To restore the error pages, insert this into /etc/httpd/conf/srm.conf
ErrorDocument 401 /cobalt_error/401.html
ErrorDocument 403 /cobalt_error/403.html
ErrorDocument 404 /cobalt_error/404.html
ErrorDocument 405 /cobalt_error/405.html
ErrorDocument 500 /cobalt_error/500.html
ErrorDocument 503 /cobalt_error/503.html
In the /etc/httpd/conf/access.conf
Change the
Options Indexes FollowSymLinks Includes MultiViews
to
Options -Indexes FollowSymLinks Includes MultiViews
to stop directory traversal
and copy the error files into
/usr/admserv/.cobalt/html/error
To get the /home/sites/ user and group permissions right:
------------------------------ cut -----------------------------------
#!/usr/bin/perl -w
# So it's ugly - sue me.
# requires a copy of /etc/passwd and /etc/group
# redirect to a new file and remove the "^--" and "admins are.." lines.
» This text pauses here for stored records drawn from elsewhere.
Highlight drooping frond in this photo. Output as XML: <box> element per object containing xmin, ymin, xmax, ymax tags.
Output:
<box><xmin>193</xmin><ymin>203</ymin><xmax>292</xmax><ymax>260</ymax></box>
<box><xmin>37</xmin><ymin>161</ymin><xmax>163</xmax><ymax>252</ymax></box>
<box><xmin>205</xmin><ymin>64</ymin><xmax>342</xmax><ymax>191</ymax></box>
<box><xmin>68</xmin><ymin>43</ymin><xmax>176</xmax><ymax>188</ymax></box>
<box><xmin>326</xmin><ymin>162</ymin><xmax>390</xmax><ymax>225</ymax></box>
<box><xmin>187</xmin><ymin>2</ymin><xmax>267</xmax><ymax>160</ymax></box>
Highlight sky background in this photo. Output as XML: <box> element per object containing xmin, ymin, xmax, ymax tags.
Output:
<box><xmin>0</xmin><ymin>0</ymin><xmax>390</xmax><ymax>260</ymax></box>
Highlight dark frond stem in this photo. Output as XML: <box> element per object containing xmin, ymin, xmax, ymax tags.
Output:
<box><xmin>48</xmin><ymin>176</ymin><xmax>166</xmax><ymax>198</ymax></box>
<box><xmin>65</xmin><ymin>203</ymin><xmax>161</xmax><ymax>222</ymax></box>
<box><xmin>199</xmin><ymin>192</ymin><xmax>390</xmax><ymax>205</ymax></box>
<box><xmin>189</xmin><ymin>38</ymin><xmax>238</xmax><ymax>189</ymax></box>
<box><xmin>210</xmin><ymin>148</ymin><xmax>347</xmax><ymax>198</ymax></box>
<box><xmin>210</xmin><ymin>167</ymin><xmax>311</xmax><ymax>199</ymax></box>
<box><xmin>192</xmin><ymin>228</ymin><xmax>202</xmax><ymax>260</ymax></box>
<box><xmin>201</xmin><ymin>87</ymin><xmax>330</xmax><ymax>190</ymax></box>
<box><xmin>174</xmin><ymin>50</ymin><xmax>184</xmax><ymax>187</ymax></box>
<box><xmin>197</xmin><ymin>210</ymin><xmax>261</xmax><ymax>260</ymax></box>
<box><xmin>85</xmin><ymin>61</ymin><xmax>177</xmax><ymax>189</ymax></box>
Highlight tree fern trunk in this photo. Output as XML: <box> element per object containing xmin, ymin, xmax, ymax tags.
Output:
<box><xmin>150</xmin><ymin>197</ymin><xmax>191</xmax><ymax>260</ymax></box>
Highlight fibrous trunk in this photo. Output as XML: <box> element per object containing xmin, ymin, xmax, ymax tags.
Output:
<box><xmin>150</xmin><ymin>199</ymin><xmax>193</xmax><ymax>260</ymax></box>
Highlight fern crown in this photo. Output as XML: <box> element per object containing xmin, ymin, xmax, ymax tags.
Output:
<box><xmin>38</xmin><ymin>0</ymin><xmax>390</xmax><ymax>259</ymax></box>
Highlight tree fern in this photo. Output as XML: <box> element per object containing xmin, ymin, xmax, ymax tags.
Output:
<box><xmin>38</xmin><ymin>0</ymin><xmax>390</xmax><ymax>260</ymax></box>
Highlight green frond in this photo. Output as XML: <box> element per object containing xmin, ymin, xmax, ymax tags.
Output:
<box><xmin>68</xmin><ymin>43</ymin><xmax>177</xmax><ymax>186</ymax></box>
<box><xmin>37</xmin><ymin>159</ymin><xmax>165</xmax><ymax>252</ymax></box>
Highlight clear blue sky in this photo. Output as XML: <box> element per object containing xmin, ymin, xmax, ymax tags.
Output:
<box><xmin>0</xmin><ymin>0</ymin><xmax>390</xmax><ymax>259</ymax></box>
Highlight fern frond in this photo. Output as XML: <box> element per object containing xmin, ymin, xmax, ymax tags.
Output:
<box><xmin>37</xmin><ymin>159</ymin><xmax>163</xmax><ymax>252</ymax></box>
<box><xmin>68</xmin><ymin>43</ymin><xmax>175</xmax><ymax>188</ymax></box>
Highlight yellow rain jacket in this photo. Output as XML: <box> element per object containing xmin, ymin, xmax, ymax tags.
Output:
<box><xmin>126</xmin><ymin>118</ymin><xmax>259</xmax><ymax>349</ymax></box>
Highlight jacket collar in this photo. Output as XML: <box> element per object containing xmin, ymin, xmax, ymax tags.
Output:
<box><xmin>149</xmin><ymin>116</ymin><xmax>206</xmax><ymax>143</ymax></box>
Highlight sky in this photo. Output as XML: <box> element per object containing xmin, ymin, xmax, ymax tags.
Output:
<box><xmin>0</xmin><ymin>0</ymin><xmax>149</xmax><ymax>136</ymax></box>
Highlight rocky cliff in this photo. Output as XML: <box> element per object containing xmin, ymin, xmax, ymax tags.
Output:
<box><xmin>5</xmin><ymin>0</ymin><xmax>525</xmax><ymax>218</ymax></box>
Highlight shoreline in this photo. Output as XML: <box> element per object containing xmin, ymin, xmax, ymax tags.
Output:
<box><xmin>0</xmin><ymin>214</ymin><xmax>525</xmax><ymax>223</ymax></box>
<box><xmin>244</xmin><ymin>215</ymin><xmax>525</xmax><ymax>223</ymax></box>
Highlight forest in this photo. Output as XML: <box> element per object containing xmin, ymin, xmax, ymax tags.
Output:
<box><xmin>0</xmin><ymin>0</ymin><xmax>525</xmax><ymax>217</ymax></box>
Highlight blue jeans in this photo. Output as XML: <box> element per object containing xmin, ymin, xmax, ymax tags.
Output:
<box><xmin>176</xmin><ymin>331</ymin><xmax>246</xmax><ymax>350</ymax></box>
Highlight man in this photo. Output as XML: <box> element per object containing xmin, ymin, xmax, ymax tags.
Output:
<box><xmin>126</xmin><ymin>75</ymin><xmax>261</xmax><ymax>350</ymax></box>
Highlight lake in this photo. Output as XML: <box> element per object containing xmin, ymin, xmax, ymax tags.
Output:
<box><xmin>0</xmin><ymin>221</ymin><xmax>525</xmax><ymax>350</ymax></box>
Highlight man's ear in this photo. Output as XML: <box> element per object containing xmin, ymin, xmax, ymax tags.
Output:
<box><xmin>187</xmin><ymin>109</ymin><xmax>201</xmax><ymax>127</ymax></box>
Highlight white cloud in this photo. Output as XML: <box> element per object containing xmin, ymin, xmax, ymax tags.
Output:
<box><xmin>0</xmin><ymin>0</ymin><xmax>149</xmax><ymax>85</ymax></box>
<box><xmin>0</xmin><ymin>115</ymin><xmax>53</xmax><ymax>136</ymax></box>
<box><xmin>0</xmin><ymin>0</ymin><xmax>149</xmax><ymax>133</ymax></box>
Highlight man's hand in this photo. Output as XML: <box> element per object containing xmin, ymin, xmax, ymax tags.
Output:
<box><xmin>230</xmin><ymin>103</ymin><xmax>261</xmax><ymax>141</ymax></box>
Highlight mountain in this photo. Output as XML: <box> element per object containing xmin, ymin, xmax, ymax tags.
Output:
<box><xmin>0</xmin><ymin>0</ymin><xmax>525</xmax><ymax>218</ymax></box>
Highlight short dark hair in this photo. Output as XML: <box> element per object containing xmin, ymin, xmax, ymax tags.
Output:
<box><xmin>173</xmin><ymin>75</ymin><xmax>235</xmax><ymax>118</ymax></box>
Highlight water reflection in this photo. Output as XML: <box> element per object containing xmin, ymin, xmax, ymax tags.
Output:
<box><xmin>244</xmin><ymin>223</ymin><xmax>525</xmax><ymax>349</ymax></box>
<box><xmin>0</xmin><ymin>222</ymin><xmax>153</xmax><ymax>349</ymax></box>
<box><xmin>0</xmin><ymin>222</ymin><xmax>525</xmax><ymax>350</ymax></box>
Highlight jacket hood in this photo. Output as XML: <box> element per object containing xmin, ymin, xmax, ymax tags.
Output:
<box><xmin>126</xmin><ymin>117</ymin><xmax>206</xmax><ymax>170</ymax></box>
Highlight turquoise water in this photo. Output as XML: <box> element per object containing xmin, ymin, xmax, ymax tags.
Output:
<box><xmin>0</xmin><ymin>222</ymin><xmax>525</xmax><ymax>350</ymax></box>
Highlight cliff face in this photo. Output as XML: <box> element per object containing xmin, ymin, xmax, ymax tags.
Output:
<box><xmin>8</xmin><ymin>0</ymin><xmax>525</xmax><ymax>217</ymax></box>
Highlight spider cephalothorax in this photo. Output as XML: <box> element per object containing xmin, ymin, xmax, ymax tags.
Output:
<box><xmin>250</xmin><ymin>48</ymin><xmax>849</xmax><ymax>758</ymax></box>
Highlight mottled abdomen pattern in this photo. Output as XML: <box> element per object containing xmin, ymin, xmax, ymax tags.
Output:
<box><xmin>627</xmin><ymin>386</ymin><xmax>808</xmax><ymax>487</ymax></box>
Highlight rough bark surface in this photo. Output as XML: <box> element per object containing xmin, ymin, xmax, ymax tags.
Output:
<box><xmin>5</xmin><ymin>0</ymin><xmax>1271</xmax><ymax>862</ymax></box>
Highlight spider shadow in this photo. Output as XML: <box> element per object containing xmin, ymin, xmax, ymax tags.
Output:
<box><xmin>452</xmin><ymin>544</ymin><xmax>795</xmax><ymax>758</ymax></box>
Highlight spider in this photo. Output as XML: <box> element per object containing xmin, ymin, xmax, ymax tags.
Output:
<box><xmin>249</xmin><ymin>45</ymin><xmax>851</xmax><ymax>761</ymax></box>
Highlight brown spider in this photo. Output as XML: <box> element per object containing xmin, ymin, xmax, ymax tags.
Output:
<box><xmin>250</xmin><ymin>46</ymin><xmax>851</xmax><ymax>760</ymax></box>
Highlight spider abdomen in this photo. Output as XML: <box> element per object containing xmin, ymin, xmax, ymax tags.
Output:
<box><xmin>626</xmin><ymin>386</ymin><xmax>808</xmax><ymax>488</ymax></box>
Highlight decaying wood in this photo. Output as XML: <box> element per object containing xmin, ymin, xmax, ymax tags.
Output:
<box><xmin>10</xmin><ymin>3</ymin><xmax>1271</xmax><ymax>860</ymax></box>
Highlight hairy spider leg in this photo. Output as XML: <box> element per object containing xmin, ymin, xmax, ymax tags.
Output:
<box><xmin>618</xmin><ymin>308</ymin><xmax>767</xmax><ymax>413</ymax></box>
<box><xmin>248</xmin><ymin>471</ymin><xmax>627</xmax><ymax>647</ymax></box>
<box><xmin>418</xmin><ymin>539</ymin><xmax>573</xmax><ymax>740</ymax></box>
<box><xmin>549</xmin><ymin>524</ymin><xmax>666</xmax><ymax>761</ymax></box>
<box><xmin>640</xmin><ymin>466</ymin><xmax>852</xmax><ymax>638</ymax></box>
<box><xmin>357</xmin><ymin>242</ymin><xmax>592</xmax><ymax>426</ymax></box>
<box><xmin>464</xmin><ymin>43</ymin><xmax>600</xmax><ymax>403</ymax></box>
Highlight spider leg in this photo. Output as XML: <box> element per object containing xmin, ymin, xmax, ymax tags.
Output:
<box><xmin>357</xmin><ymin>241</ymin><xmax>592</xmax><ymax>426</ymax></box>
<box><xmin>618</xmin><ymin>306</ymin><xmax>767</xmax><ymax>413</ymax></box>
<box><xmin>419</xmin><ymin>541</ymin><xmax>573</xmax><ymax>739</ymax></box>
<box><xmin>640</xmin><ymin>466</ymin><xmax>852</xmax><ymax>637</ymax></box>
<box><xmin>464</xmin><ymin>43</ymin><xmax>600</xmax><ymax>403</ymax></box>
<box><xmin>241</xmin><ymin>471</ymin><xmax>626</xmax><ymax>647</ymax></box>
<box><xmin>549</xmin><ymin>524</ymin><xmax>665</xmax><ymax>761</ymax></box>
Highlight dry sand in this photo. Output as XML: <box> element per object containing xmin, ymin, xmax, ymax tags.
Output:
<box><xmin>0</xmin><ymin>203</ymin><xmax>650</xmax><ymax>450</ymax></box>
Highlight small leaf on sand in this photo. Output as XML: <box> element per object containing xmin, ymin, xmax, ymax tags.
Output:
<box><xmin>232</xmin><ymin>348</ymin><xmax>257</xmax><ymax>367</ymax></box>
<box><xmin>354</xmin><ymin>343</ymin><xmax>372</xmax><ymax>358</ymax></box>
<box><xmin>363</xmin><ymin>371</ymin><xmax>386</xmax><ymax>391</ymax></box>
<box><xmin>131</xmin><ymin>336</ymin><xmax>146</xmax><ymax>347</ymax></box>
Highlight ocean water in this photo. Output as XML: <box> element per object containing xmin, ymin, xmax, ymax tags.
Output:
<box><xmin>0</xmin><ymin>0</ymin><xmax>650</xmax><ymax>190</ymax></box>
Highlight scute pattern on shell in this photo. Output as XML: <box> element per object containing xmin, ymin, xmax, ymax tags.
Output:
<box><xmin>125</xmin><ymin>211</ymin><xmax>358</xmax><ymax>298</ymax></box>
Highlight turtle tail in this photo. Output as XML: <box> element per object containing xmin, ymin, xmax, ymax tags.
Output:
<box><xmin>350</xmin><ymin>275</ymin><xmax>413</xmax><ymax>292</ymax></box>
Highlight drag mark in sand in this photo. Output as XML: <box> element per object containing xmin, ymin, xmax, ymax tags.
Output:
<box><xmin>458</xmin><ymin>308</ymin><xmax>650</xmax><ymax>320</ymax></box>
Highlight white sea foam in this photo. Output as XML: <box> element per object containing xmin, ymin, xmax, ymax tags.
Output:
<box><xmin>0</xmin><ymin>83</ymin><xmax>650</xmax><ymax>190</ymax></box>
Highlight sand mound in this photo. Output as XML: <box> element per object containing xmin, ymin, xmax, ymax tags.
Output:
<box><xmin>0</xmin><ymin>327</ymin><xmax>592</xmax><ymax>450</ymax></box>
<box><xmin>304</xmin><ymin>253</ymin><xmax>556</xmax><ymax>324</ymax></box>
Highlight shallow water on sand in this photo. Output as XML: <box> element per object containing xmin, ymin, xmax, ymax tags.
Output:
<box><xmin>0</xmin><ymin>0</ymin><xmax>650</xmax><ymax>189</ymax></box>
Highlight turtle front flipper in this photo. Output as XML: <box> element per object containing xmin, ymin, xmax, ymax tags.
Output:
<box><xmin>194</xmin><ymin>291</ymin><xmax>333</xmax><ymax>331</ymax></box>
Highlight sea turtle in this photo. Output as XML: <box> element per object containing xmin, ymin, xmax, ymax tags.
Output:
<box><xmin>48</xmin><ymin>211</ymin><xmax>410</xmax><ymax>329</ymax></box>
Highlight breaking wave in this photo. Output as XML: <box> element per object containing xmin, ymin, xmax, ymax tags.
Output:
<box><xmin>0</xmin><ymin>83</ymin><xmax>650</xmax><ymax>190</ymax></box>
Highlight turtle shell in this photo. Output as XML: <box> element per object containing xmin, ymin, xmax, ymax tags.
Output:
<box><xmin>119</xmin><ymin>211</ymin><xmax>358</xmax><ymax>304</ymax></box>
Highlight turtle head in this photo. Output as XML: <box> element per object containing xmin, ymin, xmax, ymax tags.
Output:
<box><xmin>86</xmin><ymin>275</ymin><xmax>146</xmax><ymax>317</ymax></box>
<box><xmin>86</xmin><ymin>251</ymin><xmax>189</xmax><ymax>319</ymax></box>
You now # have a list of shell commands to fix perms in /home/sites/ ..
@admins = ();
# get admins
open (FD, "group") || die "can't open group!";
foreach (<FD>) {
next if ($_ !~ /^site/);
@list = split (":", $_);
@usrs = split (",", $list[3]);
chomp ($usrs[1]);
push (@admins, $usrs[1]);
}
close (FD);
print "--\tAdmins are... \n";
foreach $admin (@admins) {
print "$admin ";
}
print "\n--\t".$#admins." in total..\n";
open (FD, "passwd") || die "can't open passwd!";
foreach (<FD>) {
next if ($_ !~ /site/);
@a = split (":", $_);
next if ($a[5] =~ /admin/);
# chdir ($a[5]);
@b = split ("/", $a[5]);
print "--\t".$a[0]." has group ".$b[3]." ..\n";
# `chown -R $a[0]:$a[4] .`;
print "cd $a[5]\n";
print "chown -R $a[0]:$b[3] $a[5]\n";
# fugly..
foreach $e (@admins) {
if ($e eq $a[0]) {$admin = 1};
}
if (defined($admin)) {
print "--\t and user is an admin ..\n";
print "chgrp -R $b[3] /home/sites/$b[3]\n";
print "chown -R $a[0] /home/sites/$b[3]/web/*\n";
print "chown nobody:$b[3] /home/sites/$b[3]/*\n";
print "chown -R nobody:$b[3] /home/sites/$b[3]/certs/*\n";
print "chown -R root:$b[3] /home/sites/$b[3]/logs/*\n";
}
print "\n\n";
undef($admin);
}
close (FD);
------------------------------------- paste -----------------------------------
put own.pl into a directory, and copy /etc/passwd and /etc/group in there as well before running.
Chown following dirs:
chown httpd /home/sites/www.dimfactory.com/web/secure/cmdbs/data -R
chown httpd /home/sites/www.soonshartong.nl/web/bog/aanbod/foto -R
chown httpd /home/sites/www.soonshartong.nl/web/bog/aanbod/thumbnail -R
chown httpd /home/sites/www.pantarheyn.nl/web/pantascope/pantapit/PIT-M/cache -R
chown httpd /home/sites/www.pantarheyn.nl/web/pantascope/pantapit/PIT-L/cache -R
chmod 777 /home/sites/www.allememaggies.nl/web/Techniek.txt
SHOULD THE RAQ GO DOWN!
--------------- cut ---------------------
#!/usr/bin/perl -w
$soa_dir = "/root/src/soa/";
$new_soa_dir = "/root/src/new_soa";
$old_ip = "212.61.33.42";
$new_ip = "213.84.24.229";
chdir ($soa_dir);
@zones = `ls`;
foreach $zone (@zones) {
print "Running $zone...\n";
$zone_out = "$zone";
open (FDI, $zone) || die "1:can't open $zone!\n";
chdir ($new_soa_dir);
open (FDO, ">$zone_out") || die "2:can't open $zone_out!\n";
foreach (<FDI>) {
s/$old_ip/$new_ip/g;
print FDO $_;
}
close (FDO);
close (FDI);
chdir($soa_dir);
}
--------------------- paste --------------------
This script will replace all the zone files in the specified dirs with the specified IP's. Change them all and copy the old zonefiles somewhere safe. Then copy the new zonefiles somewhere safe, and with any luck people will be visiting the server via the web.